Domenica 20 luglio il Giappone rinnova la sua Camera alta e alla vigilia dell’appuntamento elettorale c’è tensione sui mercati finanziari. Ieri, il rendimento decennale è salito all’1,599%, ai massimi dal 2008. Record storico per il trentennale al 3,21%. E dire che la curva dei tassi viene tenuta sotto controllo dalla banca centrale. Il primo ministro Shigeru Ishiba sta cercando di convincere gli investitori che non taglierà le tasse in deficit, cercando di resistere alle sirene delle opposizioni che chiedono anche aumenti della spesa pubblica. Un po’ troppo per uno stato con un debito pubblico sopra il 250% del Pil. E l’allarme lanciato in questi mesi dal prezzo del riso ha evidenziato le caratteristiche di quella che potremmo definire a tutti gli effetti una nuova “trappola giapponese”.
Prezzo del riso raddoppiato
Nel mese di maggio il prezzo del riso risultava sostanzialmente raddoppiato su base annua, segnando una crescita del 98,4%. Da alcune settimane la situazione sta migliorando, anche se una confezione da 5 kg resta sopra i 4.000 yen, qualcosa come più di 4,60 euro al kg. Trattasi della pietanza principale per il Sol Levante. L’inflazione nello stesso mese si attestava al 3,5% e quella “core” al 3,7%. Numeri superiori al target del 2% fissato dalla banca centrale e relativamente alti per un’economia alle prese con il problema opposto della deflazione per decenni.
Fino a qualche anno fa parlavamo di trappola giapponese per definire quel fenomeno per cui il taglio dei tassi di interesse non offriva più alcun sostegno all’economia domestica. Adesso, sta assumendo un significato assai diverso. La Banca del Giappone avrebbe tutti i motivi di questo mondo per alzare i tassi, ancora fermi allo 0,50%. L’inflazione è alta e il cambio contro il dollaro perde il 28% nell’ultimo quinquennio. Perché non lo fa? Per i numeri con cui abbiamo iniziato l’articolo.

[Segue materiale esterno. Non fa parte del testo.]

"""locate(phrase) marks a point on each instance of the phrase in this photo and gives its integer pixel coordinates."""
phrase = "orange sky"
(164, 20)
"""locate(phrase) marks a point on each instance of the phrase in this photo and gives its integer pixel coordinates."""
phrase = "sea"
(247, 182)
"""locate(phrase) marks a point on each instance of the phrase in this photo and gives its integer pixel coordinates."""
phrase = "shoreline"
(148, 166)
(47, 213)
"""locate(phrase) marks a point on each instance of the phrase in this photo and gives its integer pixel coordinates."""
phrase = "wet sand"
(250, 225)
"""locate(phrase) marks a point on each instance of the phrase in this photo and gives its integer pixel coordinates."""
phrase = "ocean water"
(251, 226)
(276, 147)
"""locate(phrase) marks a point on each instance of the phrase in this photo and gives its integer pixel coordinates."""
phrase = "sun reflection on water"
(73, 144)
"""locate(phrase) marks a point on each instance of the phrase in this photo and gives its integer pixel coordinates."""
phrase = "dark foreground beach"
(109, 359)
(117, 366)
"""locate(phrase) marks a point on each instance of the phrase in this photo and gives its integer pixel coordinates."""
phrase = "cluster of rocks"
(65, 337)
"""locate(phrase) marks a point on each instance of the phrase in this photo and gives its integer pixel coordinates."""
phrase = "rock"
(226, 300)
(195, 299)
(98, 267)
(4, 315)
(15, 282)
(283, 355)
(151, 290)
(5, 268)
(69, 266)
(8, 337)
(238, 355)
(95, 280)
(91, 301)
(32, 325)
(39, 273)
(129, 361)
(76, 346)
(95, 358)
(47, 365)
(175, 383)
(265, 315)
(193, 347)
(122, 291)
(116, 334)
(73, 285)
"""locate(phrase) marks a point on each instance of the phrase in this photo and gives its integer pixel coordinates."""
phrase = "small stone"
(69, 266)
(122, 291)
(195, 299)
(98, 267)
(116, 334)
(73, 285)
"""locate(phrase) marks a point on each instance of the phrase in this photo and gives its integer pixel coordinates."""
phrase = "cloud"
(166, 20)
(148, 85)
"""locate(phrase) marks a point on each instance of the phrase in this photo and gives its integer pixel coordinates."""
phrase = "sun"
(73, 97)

I rendimenti stanno salendo velocemente. E ancora l’istituto detiene oltre la metà dei titoli di stato emessi. Se alzasse i tassi, i rendimenti esploderebbero. Si rischia una crisi fiscale.
Sintomi di crisi fiscale
Il Giappone spenderà quest’anno 10.500 miliardi di yen, circa 70 miliardi di dollari, per pagare gli interessi sul debito. Una cifra contenuta all’1,5% del Pil. A titolo di confronto, in Italia sfiora il 4% e con un rapporto debito/Pil pari alla metà. Vi immaginate se Tokyo si avvicinasse ai livelli italiani con un disavanzo in partenza sopra il 4% del Pil? Questa è la trappola giapponese di cui parlavamo. Per il governatore Kazuo Ueda fare la cosa logica non equivale a fare la cosa giusta. I rischi non riguardano il solo Giappone. Il “carry trade“ lanciò già un allarme agli inizi dell’agosto scorso, quando la Borsa di Tokyo crollò in una sola seduta di oltre il 12%.
In apparenza, nulla giustificò il tonfo peggiore dal 1987. C’era il sentore, però, che i tassi nipponici sarebbero saliti. Ciò fece apprezzare lo yen e i capitali presi in prestito negli anni dei tassi negativi per essere investiti all’estero, iniziarono a rientrare precipitosamente.
Una manovra che non favorì neppure la stessa Tokyo, forse per effetto dei disinvestimenti necessari per restituire i prestiti. Fatto sta che alla fine dello scorso anno, il Giappone possedeva 3.700 miliardi di dollari di posizione finanziaria netta con l’estero. In sostanza, i giapponesi sono principali creditori insieme ai tedeschi verso il resto del mondo.
Trappola giapponese rischiosa per economia mondiale
Questo dato ha sinora alleviato i timori per l’eccesso di debito pubblico. In questa fase, svela la vulnerabilità del sistema finanziario globale. Un rialzo dei tassi a Tokyo, magari accompagnato da un taglio dei tassi negli USA, accentuerebbe i deflussi dall’Occidente all’Asia. Le vendite sarebbero enormi a Wall Street, in particolare, e ai danni dell’obbligazionario europeo. La maggiore liquidità sul mercato americano con l’allentamento monetario compenserebbe solo in parte. La trappola giapponese non riguarda più il solo Sol Levante, bensì l’economia mondiale nel suo complesso. Da una ciotola di riso si può scatenare l’inferno.